A review of participants requiring early intervention resulted in "a high number of children exiting the scheme" in 2017, the agency said in its latest quarterly report.

But the committee heard on Tuesday that many of those children were still not getting crucial interventions prescribed by doctors, as delays in some cases stretched beyond treatment timeframes.

Gay Von Ess, who has worked with autistic children for decades, said children under six were missing out under the new scheme as educational and group programs lost funding.

'They are being set up to fail ... what happens to that child when they hit school?" she said.

Dougie Herd, co-chair of the reference group which advises the ACT government, said a lot of problems raised by participants and providers he had consulted seemed to come back to simple operational decisions that could be remedied.

Like almost all the 70 organisations and individuals who made submissions to the inquiry, Mr Herd said he believed in the scheme. He came to Canberra to help with its roll-out, in a previous life working for the agency, and praised the work of the NDIA so far as "heroic" considering the speed of the roll-out.

It was unreasonable to expect the agency to bring almost half a million people into the scheme nation-wide within just six years of operation when its staffing levels were also capped, he said.

But that did not mean people should be left in limbo for months on end or prevented from contacting their planner directly, rerouted instead endlessly through call centres, he said.

Mental Health Community Coalition ACT said, while some people's lives had changed for the better since the roll-out of the NDIS, "many others appear to have been left in a worse position", as the sector was brought under "enormous strain".

"For too long now, when issues are raised about the NDIS framework, the [legislation] is used by government and the NDIA as the reason it just has to be that way," its submission said.

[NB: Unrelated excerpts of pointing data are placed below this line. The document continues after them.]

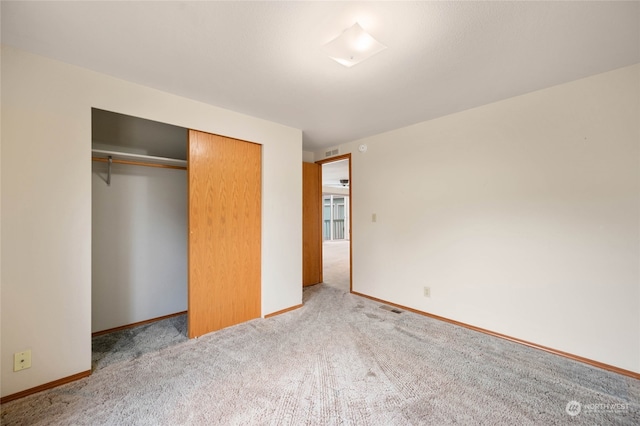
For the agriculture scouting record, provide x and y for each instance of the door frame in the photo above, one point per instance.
(333, 160)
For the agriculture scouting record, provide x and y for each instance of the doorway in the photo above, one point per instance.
(336, 222)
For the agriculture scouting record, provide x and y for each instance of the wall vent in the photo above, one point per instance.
(332, 153)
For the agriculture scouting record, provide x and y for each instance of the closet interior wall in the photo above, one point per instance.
(139, 224)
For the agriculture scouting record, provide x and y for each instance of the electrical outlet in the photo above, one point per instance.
(22, 360)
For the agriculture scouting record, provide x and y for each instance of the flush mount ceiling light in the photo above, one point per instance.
(353, 46)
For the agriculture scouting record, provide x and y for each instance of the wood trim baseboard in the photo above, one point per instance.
(578, 358)
(45, 386)
(291, 308)
(135, 324)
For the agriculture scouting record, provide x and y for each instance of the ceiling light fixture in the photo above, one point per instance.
(353, 46)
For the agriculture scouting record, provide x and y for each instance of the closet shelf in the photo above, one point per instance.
(100, 153)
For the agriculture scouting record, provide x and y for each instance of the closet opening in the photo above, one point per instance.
(139, 236)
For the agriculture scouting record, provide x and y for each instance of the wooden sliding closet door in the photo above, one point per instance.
(224, 232)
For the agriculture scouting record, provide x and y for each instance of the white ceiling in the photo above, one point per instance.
(265, 59)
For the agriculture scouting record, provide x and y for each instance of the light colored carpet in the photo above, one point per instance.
(338, 360)
(335, 264)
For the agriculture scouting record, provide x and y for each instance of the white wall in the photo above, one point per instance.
(138, 244)
(522, 216)
(46, 205)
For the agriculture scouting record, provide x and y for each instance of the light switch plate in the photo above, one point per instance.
(22, 360)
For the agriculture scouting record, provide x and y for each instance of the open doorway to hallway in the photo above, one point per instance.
(335, 224)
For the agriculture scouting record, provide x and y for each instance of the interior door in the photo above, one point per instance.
(311, 224)
(224, 232)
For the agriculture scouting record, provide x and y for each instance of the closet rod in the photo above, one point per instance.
(138, 163)
(139, 157)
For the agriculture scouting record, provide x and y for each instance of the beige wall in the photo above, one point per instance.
(522, 217)
(46, 205)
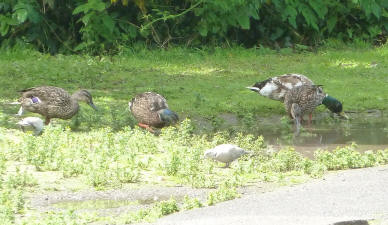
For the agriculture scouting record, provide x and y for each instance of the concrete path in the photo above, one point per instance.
(359, 194)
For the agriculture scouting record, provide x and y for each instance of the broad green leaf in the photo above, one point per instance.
(376, 10)
(309, 16)
(319, 7)
(331, 22)
(132, 32)
(21, 15)
(108, 23)
(290, 14)
(203, 30)
(80, 8)
(243, 20)
(4, 27)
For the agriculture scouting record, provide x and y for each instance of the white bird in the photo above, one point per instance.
(225, 153)
(34, 122)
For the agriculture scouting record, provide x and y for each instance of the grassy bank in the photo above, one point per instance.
(200, 82)
(102, 150)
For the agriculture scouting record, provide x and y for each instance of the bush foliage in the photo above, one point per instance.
(99, 26)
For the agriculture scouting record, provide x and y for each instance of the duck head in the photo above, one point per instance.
(334, 106)
(84, 96)
(35, 122)
(259, 85)
(168, 117)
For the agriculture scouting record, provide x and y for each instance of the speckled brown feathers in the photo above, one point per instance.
(53, 102)
(307, 97)
(276, 87)
(147, 108)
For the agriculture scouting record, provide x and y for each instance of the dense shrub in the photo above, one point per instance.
(98, 26)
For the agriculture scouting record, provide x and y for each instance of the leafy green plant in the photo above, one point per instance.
(226, 191)
(191, 203)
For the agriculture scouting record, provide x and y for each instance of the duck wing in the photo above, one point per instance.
(47, 94)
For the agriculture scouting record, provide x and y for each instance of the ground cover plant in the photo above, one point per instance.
(104, 151)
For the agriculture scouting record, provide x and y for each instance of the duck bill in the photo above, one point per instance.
(255, 89)
(343, 115)
(93, 106)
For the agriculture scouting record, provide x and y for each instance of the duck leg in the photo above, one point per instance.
(297, 115)
(21, 111)
(145, 126)
(47, 121)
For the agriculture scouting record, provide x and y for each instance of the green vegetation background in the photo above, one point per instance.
(105, 26)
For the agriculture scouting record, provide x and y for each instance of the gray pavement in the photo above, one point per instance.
(359, 194)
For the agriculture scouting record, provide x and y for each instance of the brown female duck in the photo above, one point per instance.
(53, 102)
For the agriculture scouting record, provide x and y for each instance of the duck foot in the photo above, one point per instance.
(47, 121)
(145, 126)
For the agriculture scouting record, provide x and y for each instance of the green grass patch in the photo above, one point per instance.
(102, 150)
(196, 82)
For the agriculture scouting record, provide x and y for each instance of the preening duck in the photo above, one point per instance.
(151, 110)
(53, 102)
(276, 88)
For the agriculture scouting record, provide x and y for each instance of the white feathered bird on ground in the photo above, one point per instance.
(225, 153)
(35, 123)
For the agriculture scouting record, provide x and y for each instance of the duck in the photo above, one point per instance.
(35, 123)
(277, 87)
(53, 102)
(150, 109)
(303, 100)
(225, 153)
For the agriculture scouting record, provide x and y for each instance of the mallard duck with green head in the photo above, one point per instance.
(53, 102)
(276, 88)
(151, 110)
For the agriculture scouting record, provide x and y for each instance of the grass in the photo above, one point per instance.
(103, 150)
(201, 82)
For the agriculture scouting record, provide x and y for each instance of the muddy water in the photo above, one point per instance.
(369, 130)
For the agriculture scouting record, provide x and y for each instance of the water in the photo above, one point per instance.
(369, 130)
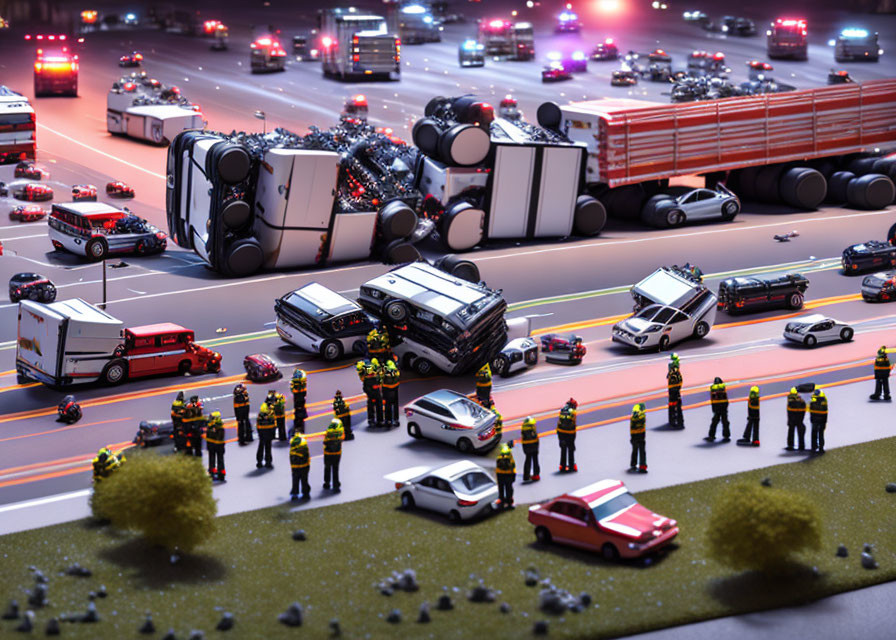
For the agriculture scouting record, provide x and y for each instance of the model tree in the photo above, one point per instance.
(760, 528)
(168, 499)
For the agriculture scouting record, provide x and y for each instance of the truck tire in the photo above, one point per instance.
(837, 186)
(464, 145)
(243, 258)
(459, 267)
(235, 214)
(461, 226)
(400, 252)
(425, 135)
(767, 181)
(803, 188)
(871, 191)
(229, 162)
(115, 372)
(549, 115)
(396, 220)
(97, 249)
(589, 217)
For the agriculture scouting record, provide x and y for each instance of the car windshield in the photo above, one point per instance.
(472, 482)
(615, 505)
(462, 407)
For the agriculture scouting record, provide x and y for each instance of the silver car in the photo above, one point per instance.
(450, 417)
(814, 329)
(460, 490)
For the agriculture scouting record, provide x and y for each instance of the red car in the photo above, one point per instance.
(31, 171)
(34, 193)
(84, 192)
(27, 213)
(602, 517)
(260, 367)
(119, 189)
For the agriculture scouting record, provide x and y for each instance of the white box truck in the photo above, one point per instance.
(65, 342)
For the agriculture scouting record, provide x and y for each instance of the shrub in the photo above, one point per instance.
(168, 499)
(753, 527)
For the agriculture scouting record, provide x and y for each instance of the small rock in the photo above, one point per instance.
(335, 629)
(12, 611)
(91, 615)
(27, 624)
(38, 596)
(148, 625)
(292, 617)
(868, 561)
(78, 571)
(226, 622)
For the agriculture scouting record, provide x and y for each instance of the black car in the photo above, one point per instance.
(879, 287)
(873, 254)
(31, 286)
(757, 293)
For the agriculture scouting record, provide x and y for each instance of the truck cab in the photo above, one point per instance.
(55, 71)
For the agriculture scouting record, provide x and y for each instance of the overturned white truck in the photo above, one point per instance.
(249, 201)
(143, 108)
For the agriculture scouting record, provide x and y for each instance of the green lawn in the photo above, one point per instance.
(255, 569)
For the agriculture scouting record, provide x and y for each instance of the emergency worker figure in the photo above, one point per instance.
(566, 436)
(241, 412)
(215, 442)
(342, 411)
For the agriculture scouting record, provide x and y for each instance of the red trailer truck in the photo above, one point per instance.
(774, 147)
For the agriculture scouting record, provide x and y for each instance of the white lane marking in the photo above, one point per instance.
(15, 506)
(100, 152)
(673, 236)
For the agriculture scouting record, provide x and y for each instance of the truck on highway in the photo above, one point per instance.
(149, 111)
(17, 127)
(356, 45)
(74, 342)
(787, 38)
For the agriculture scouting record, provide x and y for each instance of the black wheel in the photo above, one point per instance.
(701, 329)
(331, 350)
(396, 311)
(501, 365)
(115, 372)
(543, 535)
(423, 366)
(97, 249)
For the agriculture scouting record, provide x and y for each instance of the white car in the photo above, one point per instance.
(814, 329)
(450, 417)
(460, 490)
(517, 354)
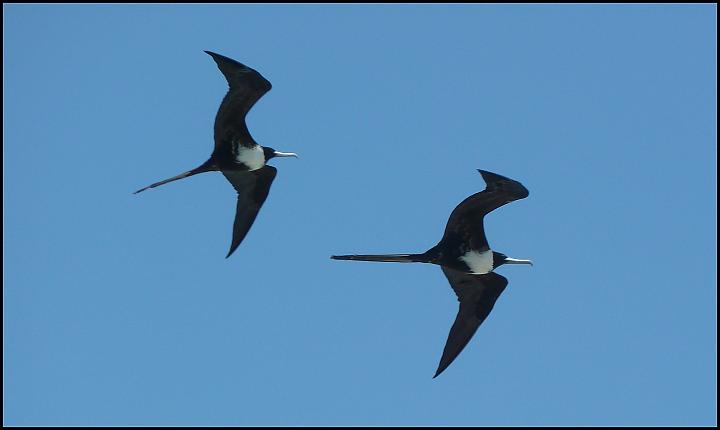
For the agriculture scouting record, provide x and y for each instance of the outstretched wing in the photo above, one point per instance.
(252, 188)
(465, 224)
(477, 295)
(246, 88)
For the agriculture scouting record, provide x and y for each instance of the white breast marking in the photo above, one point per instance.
(478, 262)
(253, 158)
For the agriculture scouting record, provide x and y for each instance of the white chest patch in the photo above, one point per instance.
(253, 158)
(478, 262)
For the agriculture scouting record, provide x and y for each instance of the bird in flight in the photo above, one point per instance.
(236, 154)
(466, 260)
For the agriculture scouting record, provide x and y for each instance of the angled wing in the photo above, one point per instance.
(246, 88)
(466, 220)
(477, 295)
(252, 188)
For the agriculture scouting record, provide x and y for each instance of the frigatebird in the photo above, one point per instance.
(242, 160)
(466, 260)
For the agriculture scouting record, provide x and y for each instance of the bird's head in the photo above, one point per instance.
(270, 153)
(499, 259)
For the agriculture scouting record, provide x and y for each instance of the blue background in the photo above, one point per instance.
(121, 308)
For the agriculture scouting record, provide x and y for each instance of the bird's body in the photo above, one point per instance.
(466, 260)
(236, 154)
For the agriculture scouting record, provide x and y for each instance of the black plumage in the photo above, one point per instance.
(466, 260)
(236, 154)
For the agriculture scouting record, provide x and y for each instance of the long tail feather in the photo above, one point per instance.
(388, 258)
(205, 167)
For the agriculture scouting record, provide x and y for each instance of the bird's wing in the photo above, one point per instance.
(466, 220)
(477, 295)
(246, 88)
(252, 188)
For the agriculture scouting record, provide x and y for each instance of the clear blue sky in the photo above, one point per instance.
(121, 308)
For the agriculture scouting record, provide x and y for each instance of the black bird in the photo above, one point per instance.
(467, 260)
(236, 154)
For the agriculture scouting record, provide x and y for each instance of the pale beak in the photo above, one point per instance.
(285, 154)
(517, 261)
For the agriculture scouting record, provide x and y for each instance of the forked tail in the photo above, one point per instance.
(387, 258)
(205, 167)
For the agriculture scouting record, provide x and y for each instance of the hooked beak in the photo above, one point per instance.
(285, 154)
(517, 261)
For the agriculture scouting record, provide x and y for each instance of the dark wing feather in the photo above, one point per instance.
(246, 88)
(252, 188)
(477, 295)
(465, 224)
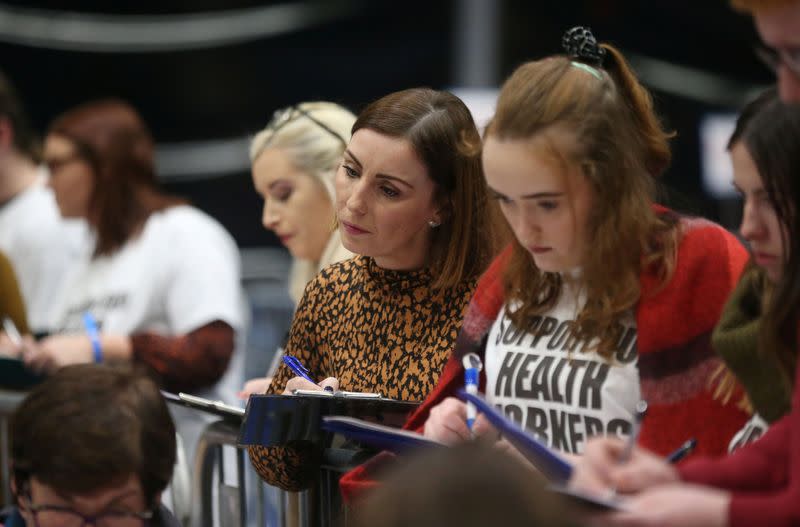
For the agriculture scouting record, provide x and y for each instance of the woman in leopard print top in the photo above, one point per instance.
(412, 201)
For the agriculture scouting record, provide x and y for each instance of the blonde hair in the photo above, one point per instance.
(620, 146)
(309, 138)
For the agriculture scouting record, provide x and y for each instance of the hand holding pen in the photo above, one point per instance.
(630, 444)
(303, 381)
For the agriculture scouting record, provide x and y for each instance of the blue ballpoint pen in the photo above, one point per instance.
(297, 367)
(472, 369)
(684, 450)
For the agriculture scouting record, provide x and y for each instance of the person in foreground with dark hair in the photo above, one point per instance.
(411, 202)
(92, 444)
(468, 485)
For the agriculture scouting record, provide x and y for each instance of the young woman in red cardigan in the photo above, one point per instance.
(603, 299)
(758, 484)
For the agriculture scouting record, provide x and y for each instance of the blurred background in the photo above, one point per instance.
(208, 74)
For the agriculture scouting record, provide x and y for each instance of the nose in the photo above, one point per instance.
(526, 228)
(270, 216)
(752, 228)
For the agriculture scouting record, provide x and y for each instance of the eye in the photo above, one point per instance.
(350, 171)
(389, 191)
(504, 200)
(283, 195)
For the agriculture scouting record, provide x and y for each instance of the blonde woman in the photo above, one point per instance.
(294, 162)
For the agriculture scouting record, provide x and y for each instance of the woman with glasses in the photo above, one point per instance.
(91, 445)
(161, 284)
(294, 161)
(411, 201)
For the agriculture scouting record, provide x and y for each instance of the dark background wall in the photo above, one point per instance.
(352, 52)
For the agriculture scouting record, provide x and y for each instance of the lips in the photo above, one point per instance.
(763, 258)
(353, 229)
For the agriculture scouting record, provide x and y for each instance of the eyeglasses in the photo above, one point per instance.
(773, 58)
(285, 116)
(59, 516)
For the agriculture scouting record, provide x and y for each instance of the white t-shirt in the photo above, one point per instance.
(180, 273)
(549, 385)
(41, 245)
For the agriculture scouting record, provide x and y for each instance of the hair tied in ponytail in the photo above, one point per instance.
(579, 44)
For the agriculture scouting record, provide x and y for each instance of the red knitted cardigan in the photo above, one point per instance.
(676, 360)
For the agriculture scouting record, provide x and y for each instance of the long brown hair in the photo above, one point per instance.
(89, 427)
(621, 147)
(770, 130)
(441, 131)
(112, 138)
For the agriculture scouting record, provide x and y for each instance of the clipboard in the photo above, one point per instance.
(14, 375)
(340, 394)
(539, 454)
(380, 436)
(587, 501)
(218, 408)
(275, 420)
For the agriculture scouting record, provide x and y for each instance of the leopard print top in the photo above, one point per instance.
(375, 330)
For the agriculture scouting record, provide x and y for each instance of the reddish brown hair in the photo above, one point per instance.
(112, 138)
(619, 146)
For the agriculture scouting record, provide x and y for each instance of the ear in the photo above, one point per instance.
(6, 134)
(444, 212)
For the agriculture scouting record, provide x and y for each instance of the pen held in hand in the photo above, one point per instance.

A report by the Commonwealth Ombudsman released on Tuesday revealed a back-log of more than 8,000 people were still waiting to have their plan reviewed as of February. Some had been waiting more than nine months and the agency recieves about 620 new requests for review each week, the report said.

Commwealth Ombudsman Michael Manthorpe acknowledged the "considerable pressure" the NDIA was under to meet its targets but stressed this "must not be used as a reason to deprioritise or delay other work".

While the agency is currently piloting a new improved pathway program in Victoria, change was needed now to stop vulnerable people from falling through the cracks, the committee heard.

The agency was unable to respond to further requests for comment before deadline.